The 24-year-old later confirmed she was not suffering a physical injury, and had decided to take a step back because she feared she would not be able to contribute to her team’s pursuit of a third consecutive team gold medal.
"I just felt it would be a little bit better to take a back seat and work on my mindfulness," said Biles in a remarkably honest interview following the competition, in which the US were pipped to gold.
"No injury, thankfully. That’s why I took a step back because I didn’t want to do something silly out there. I thought it was best if these girls took over. I knew they would be okay."
It was a stunning and disappointing start to the Olympics for the US women, who had expected to dominate the final as they had not been beaten in a major team competition since 2011.

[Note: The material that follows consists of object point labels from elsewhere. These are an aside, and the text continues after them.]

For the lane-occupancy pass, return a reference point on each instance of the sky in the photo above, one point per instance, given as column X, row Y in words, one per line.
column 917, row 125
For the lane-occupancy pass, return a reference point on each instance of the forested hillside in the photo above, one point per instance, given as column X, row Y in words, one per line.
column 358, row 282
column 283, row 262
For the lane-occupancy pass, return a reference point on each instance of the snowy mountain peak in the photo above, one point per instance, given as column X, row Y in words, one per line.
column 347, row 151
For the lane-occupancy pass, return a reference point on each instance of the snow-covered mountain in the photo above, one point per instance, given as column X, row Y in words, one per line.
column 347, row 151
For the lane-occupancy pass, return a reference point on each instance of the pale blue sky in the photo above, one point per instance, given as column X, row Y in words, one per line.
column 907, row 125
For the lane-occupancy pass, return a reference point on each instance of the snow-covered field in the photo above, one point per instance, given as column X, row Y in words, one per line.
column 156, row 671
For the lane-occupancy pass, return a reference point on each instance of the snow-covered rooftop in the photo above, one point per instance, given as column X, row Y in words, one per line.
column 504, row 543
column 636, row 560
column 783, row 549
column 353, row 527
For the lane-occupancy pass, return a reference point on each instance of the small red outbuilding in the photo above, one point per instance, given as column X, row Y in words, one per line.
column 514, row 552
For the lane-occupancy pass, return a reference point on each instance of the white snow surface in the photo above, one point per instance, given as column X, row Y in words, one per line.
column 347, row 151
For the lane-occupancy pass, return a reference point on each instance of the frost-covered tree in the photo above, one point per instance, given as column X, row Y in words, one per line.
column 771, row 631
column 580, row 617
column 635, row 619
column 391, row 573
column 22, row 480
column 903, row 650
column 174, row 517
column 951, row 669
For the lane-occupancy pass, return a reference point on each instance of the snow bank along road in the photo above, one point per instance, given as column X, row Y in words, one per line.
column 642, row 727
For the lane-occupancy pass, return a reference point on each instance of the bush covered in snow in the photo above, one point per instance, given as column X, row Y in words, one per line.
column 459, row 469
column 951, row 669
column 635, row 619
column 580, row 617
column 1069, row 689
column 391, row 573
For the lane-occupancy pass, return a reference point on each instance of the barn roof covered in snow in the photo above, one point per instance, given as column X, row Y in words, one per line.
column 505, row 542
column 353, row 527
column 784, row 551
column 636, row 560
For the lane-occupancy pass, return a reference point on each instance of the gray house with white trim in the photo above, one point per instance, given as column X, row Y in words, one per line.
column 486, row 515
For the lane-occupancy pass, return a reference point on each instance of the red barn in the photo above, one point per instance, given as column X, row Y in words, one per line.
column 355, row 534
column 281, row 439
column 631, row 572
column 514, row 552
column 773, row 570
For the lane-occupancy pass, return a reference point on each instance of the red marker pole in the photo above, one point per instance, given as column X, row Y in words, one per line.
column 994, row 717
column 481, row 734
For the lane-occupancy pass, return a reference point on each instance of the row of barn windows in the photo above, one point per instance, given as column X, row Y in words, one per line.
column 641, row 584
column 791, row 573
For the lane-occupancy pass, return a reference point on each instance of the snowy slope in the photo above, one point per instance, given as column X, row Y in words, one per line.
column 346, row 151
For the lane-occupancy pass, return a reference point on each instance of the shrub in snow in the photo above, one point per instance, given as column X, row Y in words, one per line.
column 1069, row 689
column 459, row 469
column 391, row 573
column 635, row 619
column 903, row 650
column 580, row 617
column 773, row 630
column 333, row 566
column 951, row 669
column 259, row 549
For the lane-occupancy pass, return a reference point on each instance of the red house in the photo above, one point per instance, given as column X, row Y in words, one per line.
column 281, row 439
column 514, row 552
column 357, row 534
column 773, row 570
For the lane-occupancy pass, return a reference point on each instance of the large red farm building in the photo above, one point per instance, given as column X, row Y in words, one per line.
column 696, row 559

But the entire event was turned on its head in an instant when Biles, the world and Olympic all-around champion, completely mistimed her opening vault to earn a low score of 13.766.
It was a setback the US never recovered from as Russia, competing as representatives of the Russian Olympic Committee (ROC) because the country was stripped of its flag and anthem for doping offences, claimed the team title for the first time since the Unified Team at the 1992 Barcelona Games.

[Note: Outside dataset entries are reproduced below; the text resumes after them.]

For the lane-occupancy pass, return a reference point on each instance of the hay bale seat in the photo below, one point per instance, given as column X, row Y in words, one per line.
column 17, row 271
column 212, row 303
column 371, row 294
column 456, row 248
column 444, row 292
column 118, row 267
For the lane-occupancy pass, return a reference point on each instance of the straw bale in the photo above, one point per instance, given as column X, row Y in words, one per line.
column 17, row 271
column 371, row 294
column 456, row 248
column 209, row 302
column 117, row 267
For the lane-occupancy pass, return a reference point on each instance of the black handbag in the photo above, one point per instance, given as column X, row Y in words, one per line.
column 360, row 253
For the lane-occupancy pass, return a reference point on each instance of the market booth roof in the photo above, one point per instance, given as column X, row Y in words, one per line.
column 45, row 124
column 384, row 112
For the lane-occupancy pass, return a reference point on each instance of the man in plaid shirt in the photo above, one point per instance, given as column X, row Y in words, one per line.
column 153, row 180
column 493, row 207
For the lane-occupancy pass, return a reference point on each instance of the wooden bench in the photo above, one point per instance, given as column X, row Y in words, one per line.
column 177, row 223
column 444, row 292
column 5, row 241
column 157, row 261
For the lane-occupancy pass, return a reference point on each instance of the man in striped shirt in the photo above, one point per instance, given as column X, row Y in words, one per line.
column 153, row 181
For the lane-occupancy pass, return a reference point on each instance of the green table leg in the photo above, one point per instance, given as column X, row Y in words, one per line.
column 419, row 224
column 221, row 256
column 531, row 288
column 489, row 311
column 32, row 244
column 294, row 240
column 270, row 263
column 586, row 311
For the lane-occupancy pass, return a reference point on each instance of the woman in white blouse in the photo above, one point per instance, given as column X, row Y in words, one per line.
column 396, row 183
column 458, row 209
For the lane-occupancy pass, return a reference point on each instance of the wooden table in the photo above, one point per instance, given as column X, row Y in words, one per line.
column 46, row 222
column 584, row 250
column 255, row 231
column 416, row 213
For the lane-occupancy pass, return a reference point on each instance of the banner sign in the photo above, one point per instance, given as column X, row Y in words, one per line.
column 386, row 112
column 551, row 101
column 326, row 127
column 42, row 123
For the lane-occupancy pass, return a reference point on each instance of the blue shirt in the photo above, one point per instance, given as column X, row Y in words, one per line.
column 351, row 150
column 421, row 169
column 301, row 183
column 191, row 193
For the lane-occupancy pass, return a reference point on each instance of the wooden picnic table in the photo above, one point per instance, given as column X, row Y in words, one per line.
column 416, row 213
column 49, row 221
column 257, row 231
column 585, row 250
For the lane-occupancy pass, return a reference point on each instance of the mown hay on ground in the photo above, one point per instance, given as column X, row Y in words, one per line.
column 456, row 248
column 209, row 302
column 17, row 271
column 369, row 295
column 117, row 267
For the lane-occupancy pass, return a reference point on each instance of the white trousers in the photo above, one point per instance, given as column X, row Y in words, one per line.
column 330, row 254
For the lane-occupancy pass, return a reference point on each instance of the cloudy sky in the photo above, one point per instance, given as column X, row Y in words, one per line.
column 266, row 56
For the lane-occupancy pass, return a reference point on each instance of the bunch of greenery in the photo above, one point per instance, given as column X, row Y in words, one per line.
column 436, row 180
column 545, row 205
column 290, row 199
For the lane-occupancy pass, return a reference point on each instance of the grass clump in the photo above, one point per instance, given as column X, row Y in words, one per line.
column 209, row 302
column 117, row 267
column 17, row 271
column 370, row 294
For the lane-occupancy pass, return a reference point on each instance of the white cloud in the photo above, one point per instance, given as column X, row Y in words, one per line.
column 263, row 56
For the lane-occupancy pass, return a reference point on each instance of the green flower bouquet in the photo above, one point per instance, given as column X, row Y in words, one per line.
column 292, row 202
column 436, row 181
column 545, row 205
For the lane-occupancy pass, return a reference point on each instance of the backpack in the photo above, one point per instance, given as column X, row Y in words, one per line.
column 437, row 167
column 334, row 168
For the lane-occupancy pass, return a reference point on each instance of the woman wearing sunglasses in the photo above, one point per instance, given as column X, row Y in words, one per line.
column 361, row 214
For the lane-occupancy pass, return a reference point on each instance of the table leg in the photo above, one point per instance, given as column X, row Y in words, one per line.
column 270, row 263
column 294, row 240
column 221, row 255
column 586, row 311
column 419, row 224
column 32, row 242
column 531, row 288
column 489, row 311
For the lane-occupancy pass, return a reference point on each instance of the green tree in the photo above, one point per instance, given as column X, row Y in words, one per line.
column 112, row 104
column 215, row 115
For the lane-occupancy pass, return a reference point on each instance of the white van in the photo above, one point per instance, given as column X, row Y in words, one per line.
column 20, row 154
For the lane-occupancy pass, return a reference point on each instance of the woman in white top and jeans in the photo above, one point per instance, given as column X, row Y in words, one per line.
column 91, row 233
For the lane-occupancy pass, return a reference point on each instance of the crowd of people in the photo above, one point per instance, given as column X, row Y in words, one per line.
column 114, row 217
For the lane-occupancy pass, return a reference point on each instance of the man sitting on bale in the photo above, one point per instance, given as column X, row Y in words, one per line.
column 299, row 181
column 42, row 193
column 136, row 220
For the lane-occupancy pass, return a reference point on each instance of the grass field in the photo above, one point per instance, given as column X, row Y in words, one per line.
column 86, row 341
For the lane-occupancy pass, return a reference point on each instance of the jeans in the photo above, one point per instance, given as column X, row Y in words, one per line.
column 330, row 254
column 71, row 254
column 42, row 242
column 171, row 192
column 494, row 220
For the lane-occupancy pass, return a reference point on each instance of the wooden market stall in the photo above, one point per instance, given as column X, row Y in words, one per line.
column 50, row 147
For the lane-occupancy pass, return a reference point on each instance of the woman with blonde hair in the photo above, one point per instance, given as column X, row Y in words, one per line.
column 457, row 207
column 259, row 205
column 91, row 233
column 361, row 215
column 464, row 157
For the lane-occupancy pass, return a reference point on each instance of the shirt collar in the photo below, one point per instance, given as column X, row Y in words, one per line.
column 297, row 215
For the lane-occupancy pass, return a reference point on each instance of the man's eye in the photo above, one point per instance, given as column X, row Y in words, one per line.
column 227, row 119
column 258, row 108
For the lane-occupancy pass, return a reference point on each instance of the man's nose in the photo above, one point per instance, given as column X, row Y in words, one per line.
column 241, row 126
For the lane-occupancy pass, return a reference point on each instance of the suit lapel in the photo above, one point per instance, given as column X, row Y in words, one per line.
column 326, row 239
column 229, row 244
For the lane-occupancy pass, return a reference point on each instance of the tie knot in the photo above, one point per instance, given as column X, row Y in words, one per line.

The US, winners in 2012 and 2016, settled for silver and Britain claimed the bronze.
There were signs Biles had been struggling to deal with the high level of pressure.
At the US Olympic Trials in June she was left in tears when she was unable to come to grips with the disappointment of her performance.
The pressure of chasing medals continued to build in Tokyo, Biles posting on social media after Sunday's uninspired qualification effort that she felt she was carrying the weight of the world.
"It wasn't an easy day or my best but I got through it," Biles wrote on Instagram. "I truly do feel like I have the weight of the world on my shoulders at times.
"I know I brush it off and make it seem like pressure doesn’t affect me but damn sometimes it’s hard hahaha!
"The Olympics is no joke!"
Biles has qualified for every event in Tokyo and along with the all-around is scheduled to contest four apparatus finals during the second week.
Six golds are now out of reach but Biles could still equal the record of nine held by Russian gymnast Larisa Latynina over three Olympic Games - Melbourne 1956, Rome 1960 and Tokyo 1964.
But she hinted some things are more important than medals.
"I do not trust myself anymore," said Biles. "I tried to go out there for the team and they stepped up to the plate
"I have to focus on my mental health."
Despite taking a single vault, Biles will add a silver medal to the five she won at the Rio 2016 Games, including four golds.
But her bid to become the greatest female Olympian of all-time with 10 golds is over.
Biles's competition got off to a poor start on the vault in the first rotation. All three Russians scored higher, as did her US team-mates.
Stunned and close to tears, Biles, gold medal winner on the vault at the Rio Olympics, sat dejected in a chair as coaches and team mates surrounded her before moving onto the uneven bars, the US sitting second, 1.067 behind their Russian rivals.
Biles, however, appeared to be more than simply disappointed, leaving the arena with the trainer as her team mates warmed up.
By now coaches and officials sprinkled throughout the Ariake Gymnastics Centre had begun to chatter as Biles reappeared minutes later slipping into her warm-up gear.
While Biles left the arena uncertain if she would be back some of here fellow gymnasts said they fully expect to see her on Thursday.
"This is very unusual for her, but if you’re under a lot of pressure it can affect your body," said Japan's Mai Murakami. "I think she decided to save her body for later this week, for the all-around and apparatus."